If you are doing more specific analysis as part of an NLP pipline you can also fetch a sparse term/document usage matrix. This can help you do things like TF-IDF stages and such. Fetching a word matrix like this is *much, much faster* than downloading word counts for individual stories one at a time (folks were trying to do this and struggling with the time required, which is what led to this api end point).

In [None]:
# check how many stories were about this issue
jan_2019 = mc.dates_as_query_clause(datetime.date(2019,1,1), datetime.date(2019,1,31))
story_count = mc.storyCount(my_query, jan_2019)['count']
story_count

In [None]:
# by default this matrix checks 1000 stories, but you can do up to 100,000 via the `rows` parameter
# NOTE: this can take a few minutes to return
doc_term_matrix = mc.storyWordMatrix(my_query, date_range_2019, rows=story_count)

In [None]:
JSON(doc_term_matrix)

These results are split into two items:

* `results['word_list']`: an ordered `list` of the top words found, each item including the stem and the most common verson of that stem
* `results['word_matrix']`: a `dictionary` keyed by `stories_id`, with the value being a `dictionary` from word index to frequency of use

In [None]:
# see how many documents a particular term is used in
term_index = 20
docs_including_term = [stories_id 
                       for stories_id, term_lookup in doc_term_matrix['word_matrix'].items()
                       if str(term_index) in term_lookup.keys()]
'{} docs include the term "{}"'.format(len(docs_including_term), doc_term_matrix['word_list'][term_index][1])

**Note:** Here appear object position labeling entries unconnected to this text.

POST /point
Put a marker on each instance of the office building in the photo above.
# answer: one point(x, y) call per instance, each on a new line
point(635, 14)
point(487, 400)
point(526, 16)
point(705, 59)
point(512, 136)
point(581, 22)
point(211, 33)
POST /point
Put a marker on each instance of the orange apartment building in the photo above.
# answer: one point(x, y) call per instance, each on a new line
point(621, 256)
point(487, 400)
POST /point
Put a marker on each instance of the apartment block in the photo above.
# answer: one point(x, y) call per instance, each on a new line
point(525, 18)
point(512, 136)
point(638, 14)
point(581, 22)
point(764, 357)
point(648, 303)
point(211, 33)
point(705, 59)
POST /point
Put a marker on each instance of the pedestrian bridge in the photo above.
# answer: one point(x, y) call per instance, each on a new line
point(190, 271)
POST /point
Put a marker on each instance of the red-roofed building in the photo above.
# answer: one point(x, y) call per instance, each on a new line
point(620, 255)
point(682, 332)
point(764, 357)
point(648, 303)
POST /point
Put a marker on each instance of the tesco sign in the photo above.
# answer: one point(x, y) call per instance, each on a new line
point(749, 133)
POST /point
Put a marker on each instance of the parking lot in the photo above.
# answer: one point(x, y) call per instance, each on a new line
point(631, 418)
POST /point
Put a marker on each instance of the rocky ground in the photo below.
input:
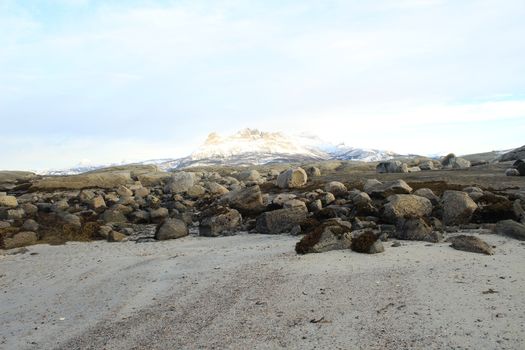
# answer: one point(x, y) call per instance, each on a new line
point(416, 254)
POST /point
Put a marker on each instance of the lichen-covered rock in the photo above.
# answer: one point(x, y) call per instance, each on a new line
point(458, 208)
point(180, 182)
point(416, 229)
point(224, 221)
point(292, 178)
point(511, 228)
point(171, 229)
point(281, 220)
point(247, 201)
point(470, 244)
point(8, 201)
point(367, 242)
point(332, 234)
point(406, 206)
point(337, 188)
point(392, 166)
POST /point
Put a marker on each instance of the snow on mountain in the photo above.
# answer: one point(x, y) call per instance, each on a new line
point(253, 147)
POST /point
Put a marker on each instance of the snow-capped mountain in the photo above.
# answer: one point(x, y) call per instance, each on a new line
point(253, 147)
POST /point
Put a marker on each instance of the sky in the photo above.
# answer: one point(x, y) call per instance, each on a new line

## Categorizing Stories by Theme


To support some of our projects we've built a system that labels stories with which "themes" they are about. To build these models, we took the approach of transfer learning - starting with the [Google News word2vec models](https://code.google.com/archive/p/word2vec/) and then adapting them to produce based on the [New York Times annotated corpus](https://catalog.ldc.upenn.edu/ldc2008t19). We score each story against the most common 600 descriptors from the NYT corpus. Any descriptors that score above 0.2 probability are listed as theme(s) for the story.  For more technical details about the development of this classifier, please see [Yasmin Rubniovitz's MS thesis (section 4.3)](https://dspace.mit.edu/handle/1721.1/112544). You can [browse and download a list of these themes on our website's support page](https://mediacloud.org/support/theme-list).

All English-language stories are tagged with the themes that our model thinks they are about (any label with a score > 0.2). We use this to compare coverage at a high level between studies, but don't trust it as an authoritative statement of what each story is about. These labels don't adapt to current events, so we don't expect them to age well for more recent events.

In [None]:
# check the top themes in coverage of "climate change"
import mediacloud.tags
results = mc.storyTagCount(my_query, date_range_2019, tag_sets_id=mediacloud.tags.TAG_SET_NYT_THEMES)
JSON(results)

See the "entities" notebook has more background on the above `storyTagCount` API call.